The Kelly Criterion for AI Agent Safety

DALL-E generated image of an oil-painting of a gambler with stacks of coins in front of him.

A couple weeks ago, Joshua Achaim posted a thread to twitter about how we didn’t need to solve AI alignment. What we really needed to do was solve narrow and specific tasks in a safe way. One example he gave was saying that “we need to get [AI] to make financial decisions in ways that don’t create massive wipeout risk”.

TheZvi agrees with Achaim about how stupid it is of us to hand power over to AI when we don’t know how to manage it. But Zvi argues against the context-specific approach to AI safety, saying that “Either you can find some way to reliably align the AIs in question, as a general solution, or this path quite obviously ends in doom“.

I fall more into Zvi’s camp that Achaim’s, but I also think some of Achaim’s suggestions are much more generalizable than either of them realize.

In particular, if we knew how to create an AI that didn’t have any risk of massive economic wipeouts, as Achiam suggests, we’d be able to use that for something much more important than protecting our financial nest-egg. Specifically, we could make an AI that would be able to avoid massive wipeout risks to humanity.

Corrigibility and Humanity Wipe-Out Risk

Let’s assume some super-intelligent AI is an agent attempting to get value according to its utility function. In optimizing for that utility function, it may take actions that are bad for us humans and our utility function. Maybe they’re really bad, and the AI itself poses a wipeout risk to humanity.

To avoid having your AI wipe out humanity, you might want to install an off switch. If you notice it attempting to destroy humanity, you press the off switch. Easy-peasy, problem solved.
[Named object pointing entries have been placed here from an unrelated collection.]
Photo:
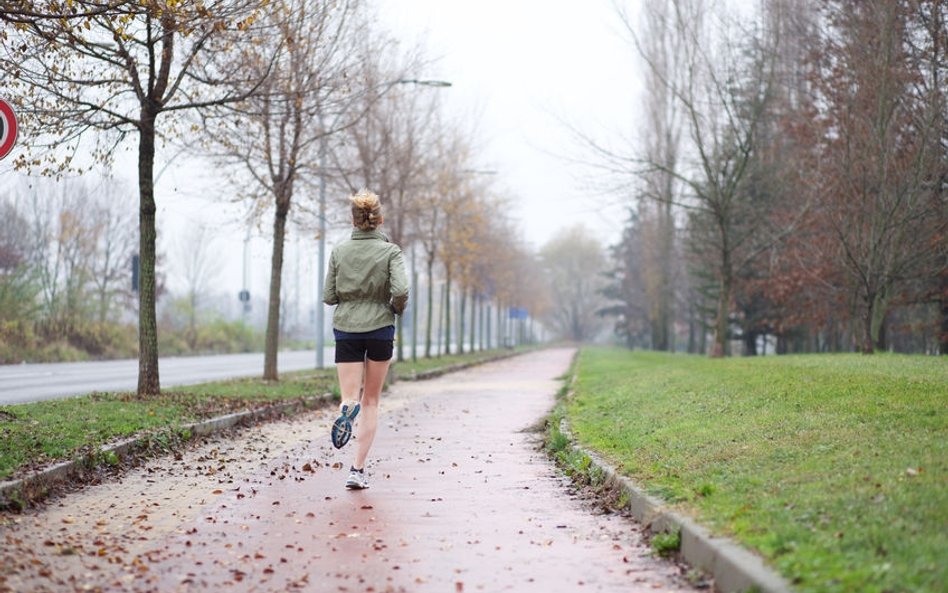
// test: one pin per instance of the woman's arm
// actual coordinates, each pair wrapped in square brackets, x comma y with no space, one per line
[329,289]
[399,282]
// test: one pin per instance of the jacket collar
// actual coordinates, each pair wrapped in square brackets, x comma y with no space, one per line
[358,234]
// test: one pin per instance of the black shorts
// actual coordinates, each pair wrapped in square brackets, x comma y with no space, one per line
[359,349]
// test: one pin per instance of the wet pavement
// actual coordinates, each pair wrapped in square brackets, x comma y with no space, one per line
[461,499]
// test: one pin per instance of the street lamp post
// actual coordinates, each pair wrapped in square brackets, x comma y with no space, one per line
[321,267]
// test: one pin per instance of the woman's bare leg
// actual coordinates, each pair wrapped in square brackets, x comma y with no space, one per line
[350,379]
[375,372]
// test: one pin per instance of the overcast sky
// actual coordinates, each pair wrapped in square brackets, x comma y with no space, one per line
[518,67]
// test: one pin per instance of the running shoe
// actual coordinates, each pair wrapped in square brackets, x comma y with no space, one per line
[357,479]
[342,427]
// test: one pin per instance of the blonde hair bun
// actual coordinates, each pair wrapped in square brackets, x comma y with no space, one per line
[366,210]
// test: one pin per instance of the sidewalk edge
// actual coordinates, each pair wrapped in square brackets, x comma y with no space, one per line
[21,492]
[734,568]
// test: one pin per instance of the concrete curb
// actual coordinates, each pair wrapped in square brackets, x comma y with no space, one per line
[22,491]
[734,568]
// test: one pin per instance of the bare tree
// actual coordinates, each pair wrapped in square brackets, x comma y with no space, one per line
[112,68]
[882,146]
[115,234]
[285,123]
[199,272]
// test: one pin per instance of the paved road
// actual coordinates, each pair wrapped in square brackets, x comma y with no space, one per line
[21,383]
[461,500]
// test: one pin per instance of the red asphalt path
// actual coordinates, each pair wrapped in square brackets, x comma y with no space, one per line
[461,499]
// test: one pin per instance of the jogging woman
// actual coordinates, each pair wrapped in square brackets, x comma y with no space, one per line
[367,283]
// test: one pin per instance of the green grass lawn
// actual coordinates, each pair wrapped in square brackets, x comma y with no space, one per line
[834,467]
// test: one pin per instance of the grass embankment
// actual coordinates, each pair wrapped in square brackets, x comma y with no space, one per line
[37,434]
[833,467]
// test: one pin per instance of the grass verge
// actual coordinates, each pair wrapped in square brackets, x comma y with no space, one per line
[409,369]
[38,434]
[833,467]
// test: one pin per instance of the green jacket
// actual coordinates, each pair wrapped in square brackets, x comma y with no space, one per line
[367,280]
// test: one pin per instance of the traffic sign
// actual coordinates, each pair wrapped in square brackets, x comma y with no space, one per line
[8,128]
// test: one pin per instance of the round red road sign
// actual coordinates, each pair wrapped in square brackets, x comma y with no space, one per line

But wait! What if the AI doesn’t want you to press the off switch? It may destroy the off switch, ignore it, prevent you from pressing it, or do any number of other bad things. Just having an off switch doesn’t actually solve much.

Enter moral uncertainty. This idea, often explored by Stuart Russell’s research group, is that you don’t give the AI a utility function. Instead you make it learn your own utility function in some way. Often this involves giving the AI some collection of utility functions, each of which it has some probability of being true. The AI is uncertain what the real utility function is that it’s supposed to be optimizing for. It also understands that humanity is the best information source about what utility really is.
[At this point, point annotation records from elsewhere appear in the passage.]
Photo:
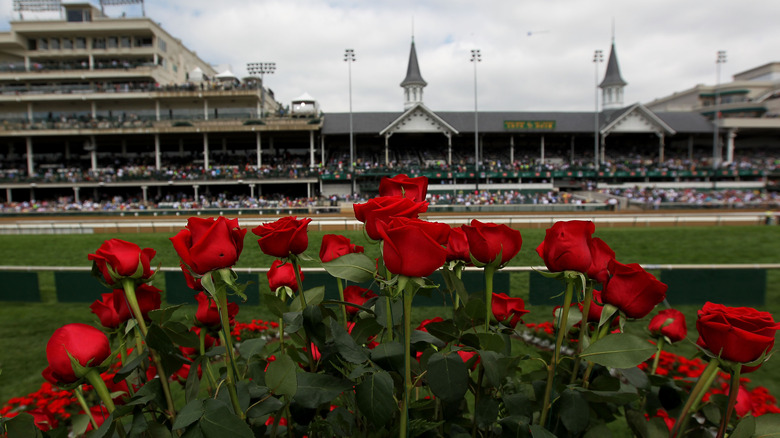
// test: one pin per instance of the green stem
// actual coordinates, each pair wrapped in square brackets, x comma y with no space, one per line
[83,403]
[694,396]
[227,341]
[489,271]
[206,363]
[132,302]
[296,269]
[567,297]
[584,329]
[657,358]
[407,298]
[343,307]
[733,392]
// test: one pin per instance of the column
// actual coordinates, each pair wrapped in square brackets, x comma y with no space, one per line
[258,142]
[732,134]
[512,149]
[311,149]
[387,150]
[205,151]
[93,152]
[30,163]
[157,158]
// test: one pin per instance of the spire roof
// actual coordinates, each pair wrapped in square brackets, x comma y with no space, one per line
[612,76]
[413,76]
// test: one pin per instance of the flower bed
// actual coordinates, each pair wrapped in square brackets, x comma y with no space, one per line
[357,367]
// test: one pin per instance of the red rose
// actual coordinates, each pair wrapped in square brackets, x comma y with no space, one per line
[356,295]
[601,254]
[282,274]
[508,310]
[209,244]
[335,246]
[207,314]
[105,311]
[487,241]
[286,236]
[632,289]
[148,297]
[737,334]
[458,246]
[566,246]
[669,323]
[117,259]
[88,345]
[383,208]
[401,185]
[411,247]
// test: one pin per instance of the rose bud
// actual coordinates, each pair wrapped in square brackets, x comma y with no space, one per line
[488,241]
[117,259]
[632,289]
[86,344]
[286,236]
[209,244]
[508,310]
[669,323]
[566,246]
[737,334]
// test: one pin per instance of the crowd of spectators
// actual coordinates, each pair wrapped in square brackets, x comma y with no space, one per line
[733,198]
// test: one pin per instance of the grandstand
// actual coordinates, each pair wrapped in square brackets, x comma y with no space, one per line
[100,113]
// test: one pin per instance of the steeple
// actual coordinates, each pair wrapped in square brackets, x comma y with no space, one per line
[613,84]
[413,84]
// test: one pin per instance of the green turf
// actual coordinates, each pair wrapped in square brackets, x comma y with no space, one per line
[25,328]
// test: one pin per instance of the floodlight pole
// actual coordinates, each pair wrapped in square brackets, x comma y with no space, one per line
[261,68]
[349,58]
[476,56]
[716,151]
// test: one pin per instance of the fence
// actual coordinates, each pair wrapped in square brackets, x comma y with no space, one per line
[737,285]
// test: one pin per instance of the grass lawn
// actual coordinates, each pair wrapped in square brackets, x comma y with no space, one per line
[25,327]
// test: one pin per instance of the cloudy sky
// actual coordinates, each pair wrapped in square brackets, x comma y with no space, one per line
[536,54]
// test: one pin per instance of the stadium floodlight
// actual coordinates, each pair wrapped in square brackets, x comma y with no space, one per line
[476,56]
[122,3]
[598,57]
[349,58]
[717,153]
[261,68]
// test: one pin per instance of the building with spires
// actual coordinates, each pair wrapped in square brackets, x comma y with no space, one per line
[94,107]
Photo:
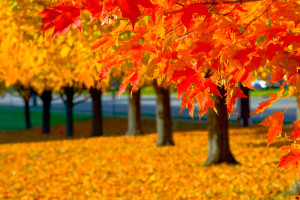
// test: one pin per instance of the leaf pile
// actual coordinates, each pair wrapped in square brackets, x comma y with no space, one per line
[118,167]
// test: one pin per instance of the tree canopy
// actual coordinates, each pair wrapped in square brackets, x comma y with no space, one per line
[200,46]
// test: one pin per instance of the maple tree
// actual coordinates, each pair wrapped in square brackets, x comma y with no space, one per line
[206,48]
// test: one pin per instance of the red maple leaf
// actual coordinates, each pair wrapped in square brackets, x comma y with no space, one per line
[188,11]
[131,10]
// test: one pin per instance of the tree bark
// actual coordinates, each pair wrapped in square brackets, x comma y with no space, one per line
[46,97]
[218,142]
[245,107]
[134,114]
[69,92]
[97,124]
[27,114]
[26,94]
[295,189]
[163,117]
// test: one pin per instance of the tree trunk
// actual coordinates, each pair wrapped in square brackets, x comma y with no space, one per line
[245,107]
[218,142]
[97,124]
[27,114]
[296,187]
[69,92]
[134,114]
[163,116]
[46,97]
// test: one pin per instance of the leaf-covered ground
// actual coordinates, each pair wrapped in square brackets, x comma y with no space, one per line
[36,166]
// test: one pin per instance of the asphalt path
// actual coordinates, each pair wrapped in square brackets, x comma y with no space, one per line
[113,106]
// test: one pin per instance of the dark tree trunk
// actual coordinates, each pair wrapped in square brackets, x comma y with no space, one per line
[296,187]
[97,124]
[163,116]
[69,92]
[46,97]
[134,114]
[218,142]
[245,107]
[34,99]
[27,114]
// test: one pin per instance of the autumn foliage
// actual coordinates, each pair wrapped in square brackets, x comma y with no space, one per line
[199,46]
[36,166]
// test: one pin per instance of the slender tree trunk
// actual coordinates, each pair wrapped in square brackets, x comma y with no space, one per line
[134,114]
[46,97]
[245,107]
[69,92]
[27,114]
[97,124]
[163,117]
[295,189]
[218,142]
[34,99]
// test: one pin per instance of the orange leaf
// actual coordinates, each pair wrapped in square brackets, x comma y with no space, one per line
[292,159]
[296,132]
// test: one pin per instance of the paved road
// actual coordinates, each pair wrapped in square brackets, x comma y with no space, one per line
[118,107]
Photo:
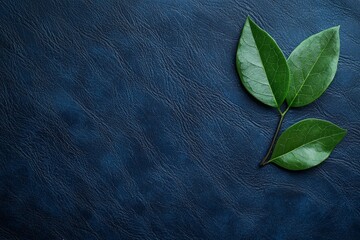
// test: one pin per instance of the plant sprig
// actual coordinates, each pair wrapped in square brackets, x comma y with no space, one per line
[298,81]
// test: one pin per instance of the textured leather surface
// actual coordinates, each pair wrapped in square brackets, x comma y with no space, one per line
[127,120]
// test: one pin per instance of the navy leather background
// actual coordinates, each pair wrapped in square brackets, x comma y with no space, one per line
[126,120]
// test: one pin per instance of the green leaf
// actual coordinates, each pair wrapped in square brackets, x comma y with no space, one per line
[306,144]
[313,66]
[262,66]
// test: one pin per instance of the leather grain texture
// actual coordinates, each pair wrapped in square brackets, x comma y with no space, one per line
[127,120]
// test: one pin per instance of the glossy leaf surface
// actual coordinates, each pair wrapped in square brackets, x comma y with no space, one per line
[262,66]
[306,144]
[313,66]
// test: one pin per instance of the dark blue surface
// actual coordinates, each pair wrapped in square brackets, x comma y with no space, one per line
[127,120]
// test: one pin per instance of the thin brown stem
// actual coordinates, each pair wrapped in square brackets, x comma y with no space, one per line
[265,159]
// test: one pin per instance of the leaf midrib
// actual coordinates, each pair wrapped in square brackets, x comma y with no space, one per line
[257,48]
[307,76]
[305,145]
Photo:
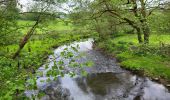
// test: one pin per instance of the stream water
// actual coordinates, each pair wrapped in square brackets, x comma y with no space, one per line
[105,81]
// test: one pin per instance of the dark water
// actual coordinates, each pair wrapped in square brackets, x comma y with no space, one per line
[105,81]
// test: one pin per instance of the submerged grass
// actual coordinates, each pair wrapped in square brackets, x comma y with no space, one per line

For a morally uncertain AI, the off-switch becomes just a signal to be listened to. One signal among many that indicates what humans think and feel and value. Of course the AI would listen to it, so that it can better learn about and then optimize true utility.
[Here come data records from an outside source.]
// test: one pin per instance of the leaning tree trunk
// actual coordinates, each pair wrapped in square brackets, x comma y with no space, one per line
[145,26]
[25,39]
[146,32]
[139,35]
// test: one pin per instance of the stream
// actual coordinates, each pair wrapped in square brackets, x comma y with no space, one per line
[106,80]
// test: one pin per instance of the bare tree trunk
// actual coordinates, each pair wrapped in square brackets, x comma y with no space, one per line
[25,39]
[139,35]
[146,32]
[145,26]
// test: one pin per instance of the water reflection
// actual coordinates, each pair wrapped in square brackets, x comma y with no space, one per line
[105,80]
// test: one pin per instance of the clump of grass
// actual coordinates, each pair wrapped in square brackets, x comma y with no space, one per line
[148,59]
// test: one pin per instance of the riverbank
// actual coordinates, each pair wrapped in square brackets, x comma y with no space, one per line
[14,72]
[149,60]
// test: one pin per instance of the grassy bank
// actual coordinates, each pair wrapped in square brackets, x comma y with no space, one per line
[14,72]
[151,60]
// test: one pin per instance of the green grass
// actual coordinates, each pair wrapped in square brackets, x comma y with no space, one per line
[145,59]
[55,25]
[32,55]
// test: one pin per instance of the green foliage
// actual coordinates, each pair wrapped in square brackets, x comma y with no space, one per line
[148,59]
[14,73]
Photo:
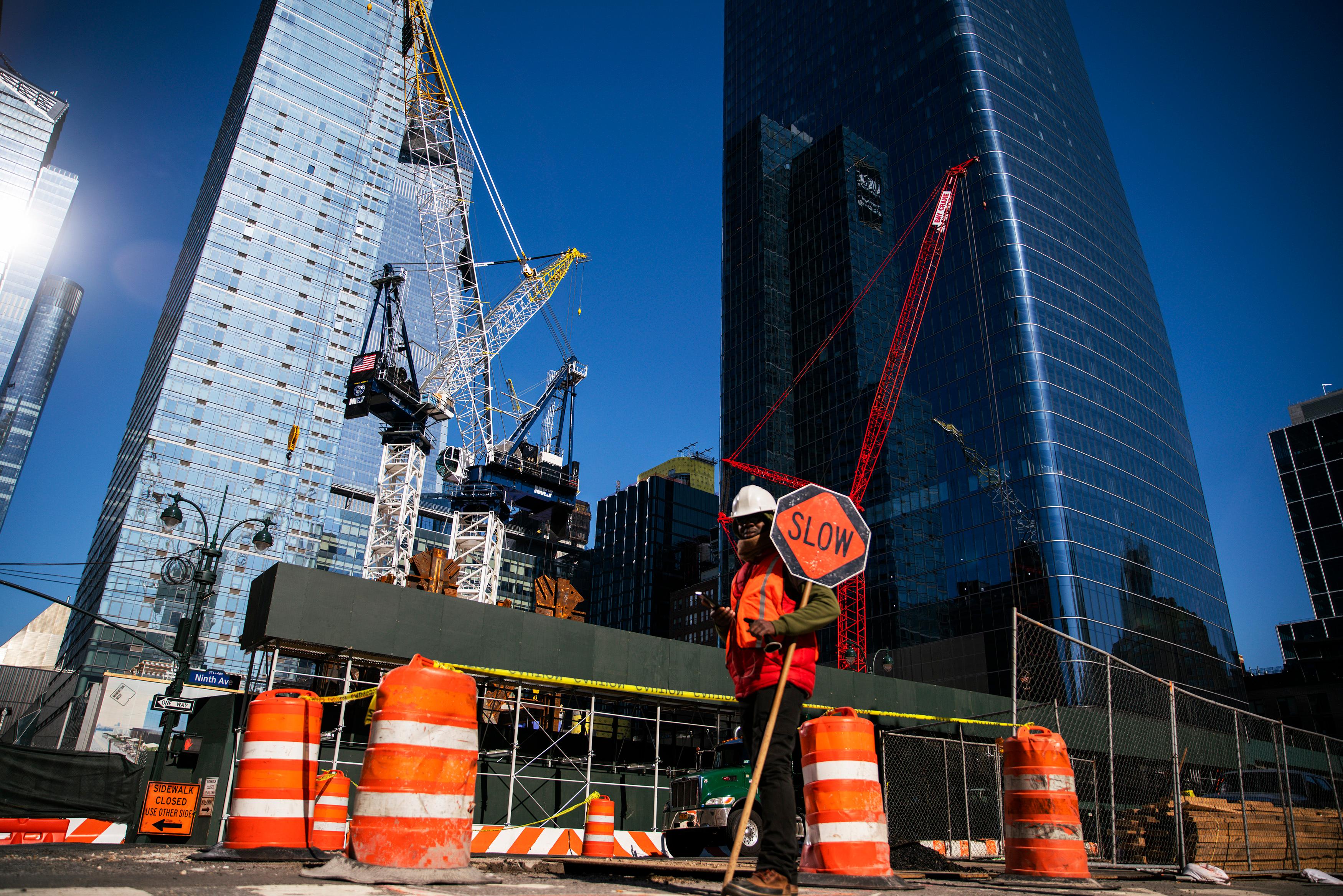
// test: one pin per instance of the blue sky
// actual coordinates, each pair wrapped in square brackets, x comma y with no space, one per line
[602,125]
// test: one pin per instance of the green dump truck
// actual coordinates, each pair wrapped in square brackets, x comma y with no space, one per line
[706,808]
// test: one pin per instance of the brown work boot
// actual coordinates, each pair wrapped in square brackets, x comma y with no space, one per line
[763,883]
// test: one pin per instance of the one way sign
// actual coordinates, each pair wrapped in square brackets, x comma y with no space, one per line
[174,705]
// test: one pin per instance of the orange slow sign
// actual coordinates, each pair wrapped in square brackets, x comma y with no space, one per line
[821,535]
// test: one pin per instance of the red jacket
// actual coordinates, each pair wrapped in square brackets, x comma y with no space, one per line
[759,593]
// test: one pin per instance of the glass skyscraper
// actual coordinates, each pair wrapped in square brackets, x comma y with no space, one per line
[1044,340]
[641,534]
[265,309]
[34,198]
[27,383]
[1310,465]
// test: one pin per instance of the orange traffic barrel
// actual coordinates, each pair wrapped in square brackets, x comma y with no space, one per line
[599,829]
[277,773]
[418,786]
[1044,829]
[846,820]
[331,816]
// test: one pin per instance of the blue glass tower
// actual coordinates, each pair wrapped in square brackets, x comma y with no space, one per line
[265,309]
[1044,340]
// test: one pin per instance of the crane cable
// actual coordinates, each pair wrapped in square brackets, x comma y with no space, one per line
[562,340]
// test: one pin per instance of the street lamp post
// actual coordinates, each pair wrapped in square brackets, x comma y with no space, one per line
[883,659]
[203,577]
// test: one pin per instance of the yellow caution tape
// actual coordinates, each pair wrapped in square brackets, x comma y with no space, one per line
[688,695]
[346,698]
[642,691]
[534,824]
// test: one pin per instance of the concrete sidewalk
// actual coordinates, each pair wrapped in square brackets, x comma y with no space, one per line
[86,870]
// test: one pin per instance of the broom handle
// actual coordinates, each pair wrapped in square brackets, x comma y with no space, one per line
[763,751]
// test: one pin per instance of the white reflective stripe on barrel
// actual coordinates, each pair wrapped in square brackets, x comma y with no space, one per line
[253,808]
[1040,782]
[848,832]
[422,734]
[280,750]
[383,805]
[840,770]
[1043,831]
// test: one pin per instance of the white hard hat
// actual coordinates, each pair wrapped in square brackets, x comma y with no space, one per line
[752,499]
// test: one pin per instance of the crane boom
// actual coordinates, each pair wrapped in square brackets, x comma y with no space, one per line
[853,594]
[462,366]
[1008,503]
[445,160]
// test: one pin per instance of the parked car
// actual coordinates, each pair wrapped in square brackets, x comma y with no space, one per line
[1270,785]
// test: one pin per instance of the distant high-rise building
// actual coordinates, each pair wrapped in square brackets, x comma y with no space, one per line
[1310,465]
[265,309]
[691,469]
[23,393]
[698,571]
[38,644]
[34,198]
[640,533]
[1043,342]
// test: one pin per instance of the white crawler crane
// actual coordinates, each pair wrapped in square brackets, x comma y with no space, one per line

Oh, wait. Oops. That also has problems. As Eliezer shows, a morally uncertain AI being asked to shut down may still refuse and keep doing actions we humans think are bad. In fact, Russell’s research group also showed this would happen under several assumptions.

Eliezer’s argument is called “the problem of fully updated deference“, and is specifically about future available value. As far as I can tell, this problem wraps up three separate possible failures of moral uncertainty. Failure 1 is that the morally uncertain AI won’t even be able to converge on our true human value, a risk that Ivan Vendrov addresses over on LessWrong. Failure 2 is that the AI will choose to ignore an off-switch because it knows it will learn better later. Failure 3 is that in the far future, after the AI has learned everything it can from humans, it will then ignore them and just do whatever most maximizes it’s own “fully-updated” value.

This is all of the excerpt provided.